1. running_time(option_1)<run_time(option_2). option_2 machine is more rare, making it harder to be allocated faster.

2. cost(option_1)>cost(option_2) The memory cost and cpu cost of two options should roughly be the same if the run_time is roughly the same(depending on answer for quesiton #1) but option2 could help reduce the number of vm instances so that the total bootdisk cost and ip address cost etc would be much lower.

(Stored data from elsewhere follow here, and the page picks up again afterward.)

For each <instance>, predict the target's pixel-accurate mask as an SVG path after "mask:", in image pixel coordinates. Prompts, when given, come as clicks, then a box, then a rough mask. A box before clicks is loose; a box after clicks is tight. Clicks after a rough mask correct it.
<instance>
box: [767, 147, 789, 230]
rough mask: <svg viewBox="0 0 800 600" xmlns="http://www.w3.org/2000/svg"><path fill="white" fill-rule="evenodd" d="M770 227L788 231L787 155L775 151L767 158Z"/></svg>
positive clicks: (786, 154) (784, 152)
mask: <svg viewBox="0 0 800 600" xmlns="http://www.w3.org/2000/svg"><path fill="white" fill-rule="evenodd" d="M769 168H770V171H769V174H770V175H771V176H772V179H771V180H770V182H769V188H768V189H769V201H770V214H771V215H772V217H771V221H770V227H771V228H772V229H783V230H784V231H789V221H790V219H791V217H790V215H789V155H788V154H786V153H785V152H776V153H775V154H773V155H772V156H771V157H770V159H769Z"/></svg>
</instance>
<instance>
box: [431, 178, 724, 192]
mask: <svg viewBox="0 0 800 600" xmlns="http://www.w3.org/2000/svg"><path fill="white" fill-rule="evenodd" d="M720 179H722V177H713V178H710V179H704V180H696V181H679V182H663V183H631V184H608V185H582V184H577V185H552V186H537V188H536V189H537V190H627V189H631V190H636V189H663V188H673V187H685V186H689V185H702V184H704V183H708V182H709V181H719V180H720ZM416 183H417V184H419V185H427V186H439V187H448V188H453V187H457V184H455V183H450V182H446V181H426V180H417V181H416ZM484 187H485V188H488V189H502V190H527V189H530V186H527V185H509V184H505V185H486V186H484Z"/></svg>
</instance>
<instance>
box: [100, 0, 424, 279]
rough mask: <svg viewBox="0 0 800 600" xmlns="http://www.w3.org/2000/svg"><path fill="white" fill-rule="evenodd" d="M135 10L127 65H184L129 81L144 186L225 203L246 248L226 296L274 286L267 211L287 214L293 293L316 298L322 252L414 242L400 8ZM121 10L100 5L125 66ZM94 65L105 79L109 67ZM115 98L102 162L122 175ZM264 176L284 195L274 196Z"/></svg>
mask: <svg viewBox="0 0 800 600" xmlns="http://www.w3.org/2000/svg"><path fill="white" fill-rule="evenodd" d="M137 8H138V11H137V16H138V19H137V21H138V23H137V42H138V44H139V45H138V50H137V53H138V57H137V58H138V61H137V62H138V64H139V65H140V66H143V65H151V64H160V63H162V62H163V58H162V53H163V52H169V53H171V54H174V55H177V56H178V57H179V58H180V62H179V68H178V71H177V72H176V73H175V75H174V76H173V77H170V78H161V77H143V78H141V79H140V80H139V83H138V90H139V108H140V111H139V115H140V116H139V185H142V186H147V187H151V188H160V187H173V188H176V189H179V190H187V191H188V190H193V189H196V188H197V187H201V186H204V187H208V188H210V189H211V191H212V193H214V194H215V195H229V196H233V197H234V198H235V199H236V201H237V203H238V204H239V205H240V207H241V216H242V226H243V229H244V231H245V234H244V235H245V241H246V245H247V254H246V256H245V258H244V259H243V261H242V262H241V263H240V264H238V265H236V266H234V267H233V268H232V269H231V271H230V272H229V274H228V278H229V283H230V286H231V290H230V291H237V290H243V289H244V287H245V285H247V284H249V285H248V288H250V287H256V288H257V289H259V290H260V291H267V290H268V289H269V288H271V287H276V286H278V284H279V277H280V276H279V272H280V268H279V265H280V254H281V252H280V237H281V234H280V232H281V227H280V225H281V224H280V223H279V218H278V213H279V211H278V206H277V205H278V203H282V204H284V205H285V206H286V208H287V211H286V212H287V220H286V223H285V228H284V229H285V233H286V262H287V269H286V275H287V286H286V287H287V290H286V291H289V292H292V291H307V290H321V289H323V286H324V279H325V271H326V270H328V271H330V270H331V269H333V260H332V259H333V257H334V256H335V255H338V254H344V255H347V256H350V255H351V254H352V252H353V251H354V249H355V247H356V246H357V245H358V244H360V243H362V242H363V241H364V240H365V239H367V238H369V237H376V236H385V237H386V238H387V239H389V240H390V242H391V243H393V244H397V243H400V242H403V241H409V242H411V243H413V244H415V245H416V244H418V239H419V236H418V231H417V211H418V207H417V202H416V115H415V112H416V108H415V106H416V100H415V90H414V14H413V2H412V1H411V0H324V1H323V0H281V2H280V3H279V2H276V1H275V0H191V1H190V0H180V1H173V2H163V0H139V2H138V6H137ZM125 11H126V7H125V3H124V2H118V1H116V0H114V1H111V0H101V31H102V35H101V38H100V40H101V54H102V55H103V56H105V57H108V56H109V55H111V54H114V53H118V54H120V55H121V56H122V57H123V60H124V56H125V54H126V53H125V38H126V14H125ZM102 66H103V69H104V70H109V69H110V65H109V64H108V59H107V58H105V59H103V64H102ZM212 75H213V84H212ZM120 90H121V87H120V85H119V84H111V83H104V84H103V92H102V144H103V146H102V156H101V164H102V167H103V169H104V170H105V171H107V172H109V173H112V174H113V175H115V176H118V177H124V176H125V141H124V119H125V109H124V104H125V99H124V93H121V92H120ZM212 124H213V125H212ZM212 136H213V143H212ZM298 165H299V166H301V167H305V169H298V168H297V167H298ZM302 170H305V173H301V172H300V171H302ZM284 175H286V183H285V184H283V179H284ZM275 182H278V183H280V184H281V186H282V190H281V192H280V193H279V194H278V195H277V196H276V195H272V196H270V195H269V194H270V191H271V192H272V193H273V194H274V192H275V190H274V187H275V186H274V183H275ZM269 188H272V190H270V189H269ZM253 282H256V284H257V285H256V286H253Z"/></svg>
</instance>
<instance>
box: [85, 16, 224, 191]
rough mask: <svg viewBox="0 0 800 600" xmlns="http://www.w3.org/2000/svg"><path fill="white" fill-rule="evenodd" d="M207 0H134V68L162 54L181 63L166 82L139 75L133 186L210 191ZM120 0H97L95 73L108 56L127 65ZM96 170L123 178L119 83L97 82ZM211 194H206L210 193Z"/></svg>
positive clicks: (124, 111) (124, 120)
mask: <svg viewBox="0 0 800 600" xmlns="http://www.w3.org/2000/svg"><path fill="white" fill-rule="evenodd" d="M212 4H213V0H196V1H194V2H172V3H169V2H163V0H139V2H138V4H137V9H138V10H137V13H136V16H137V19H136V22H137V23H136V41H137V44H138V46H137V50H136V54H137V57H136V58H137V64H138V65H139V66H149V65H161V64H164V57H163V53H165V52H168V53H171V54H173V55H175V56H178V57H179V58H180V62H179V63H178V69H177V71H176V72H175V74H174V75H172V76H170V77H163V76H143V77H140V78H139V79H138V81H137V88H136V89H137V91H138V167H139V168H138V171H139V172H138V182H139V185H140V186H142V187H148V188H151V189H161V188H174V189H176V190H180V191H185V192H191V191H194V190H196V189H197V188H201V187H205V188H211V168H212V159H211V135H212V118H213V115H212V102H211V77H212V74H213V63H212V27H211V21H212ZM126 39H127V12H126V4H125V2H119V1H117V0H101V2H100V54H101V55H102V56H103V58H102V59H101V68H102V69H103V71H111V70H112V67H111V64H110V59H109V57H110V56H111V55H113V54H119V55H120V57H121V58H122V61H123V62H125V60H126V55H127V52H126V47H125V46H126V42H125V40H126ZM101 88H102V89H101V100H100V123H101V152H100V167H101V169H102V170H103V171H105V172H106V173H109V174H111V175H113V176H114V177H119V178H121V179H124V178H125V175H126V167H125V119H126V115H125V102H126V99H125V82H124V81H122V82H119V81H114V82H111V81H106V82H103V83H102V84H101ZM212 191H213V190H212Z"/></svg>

Could the team correct me if I am wrong? Thanks!

wenyhu

Hi @gradientopt,

I agree with your most thinking of trade offs. For job running time only, I would recommend you use smaller machine type with most parallelism. Larger machine type would be slightly cheaper considering the overall CPU/RAM you need in total. I would also recommend you thinking of other resources your need (if any), how large they are, how ofter they are used, e.g. additional PD or SSD attached, GPU, etc. For example, if you also need to run GPU job, the GPU's availability and price might be a lot more important than the VM itself.

Thanks,

Wenyan

gradientopt

Thanks for the reply! I do not fully understand why "smaller machine type would lead to most parallelism". Shouldn't they have the same parallelism? Let' say I have 1e4 tasks that each requires 1cpu and 1gb. If I use 1cpu 1gb machine, 1e4 machines will be allocated and 1e4 tasks run in parallel. If I use 8cpu 8gb machine, then 1250 machines get allocated and still 1e4 tasks run in parallel?

wenyhu

Hi @gradientopt, to accurate my reply, my `with most parallelism` just means you don't specify extra parallelism limitation in the job field, that does not indicate the smaller VM will have more task parallelism (although more VM counts). By default for the 2 cases you mentioned, the parallelism is the same, you are totally right. Sorry to bring you confusion!

gradientopt

Got it, no worries! To summarize, the only downside, if any, of specifying a larger machine for the above case is it might be slower to allocate such machines？ Causing declay in reaching maximal parallelism?

wenyhu

Hi @gradientopt, in general yes, larger machine would be slightly slower on allocation and spinning up.